MOTT MACDONALD is fighting an £18.5M damages award following a dispute over a brownfield site clean up in 1989.
The penalty was set last December when the claim for compensation by the Urban Regeneration Agency was made in the High Court. It claimed Mott failed to exercise reasonable care during the clean up of a site at St Mary's Island in the former Royal Naval Dockyard at Chatham, Kent.
But the consultant announced this week: 'We are astonished and extremely disappointed at the judgement and have already begun our appeal. The advice we gave on the project, nearly 10 years ago, was in accordance with accepted practice and environmental standards.'
Mott MacDonald was hired by URA (then English Estates) as consultant for a residential development on the former dockyard.
Its initial site investigation showed the site was heavily contaminated but Mott believed that by removing the top 0.75m of spoil and capping the rest, the site could be cleaned up at a cost of around £38M.
But as work progressed contamination was revealed at greater depths which URA (EE) insisted was removed.

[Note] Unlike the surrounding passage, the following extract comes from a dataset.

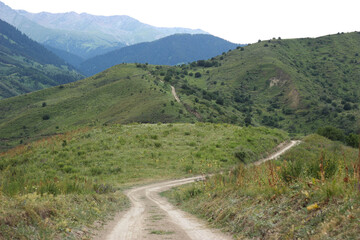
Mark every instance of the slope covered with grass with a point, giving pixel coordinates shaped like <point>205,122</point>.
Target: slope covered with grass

Eventually 1.17M.m3 of spoil was taken away at a cost of £67.6M.
URA (EE) sued Motts in 1993 for £52.5M arguing it would not have conducted the clean up if it had known the true cost.
Valerie Fogleman, head of environmental liability at solicitor Barlow, Lyde and Gilbert, said the case was highly significant.
'It is the first major award of damages against an environmental engineer,' she said. 'But it also points up the problems that can be caused by the fact that the Government has yet to produce standards for acceptable levels of clean up for contaminated sites.'
Mott MacDonald is also facing a £48M claim over delays on Tsing Ma bridge in Hong Kong in the summer.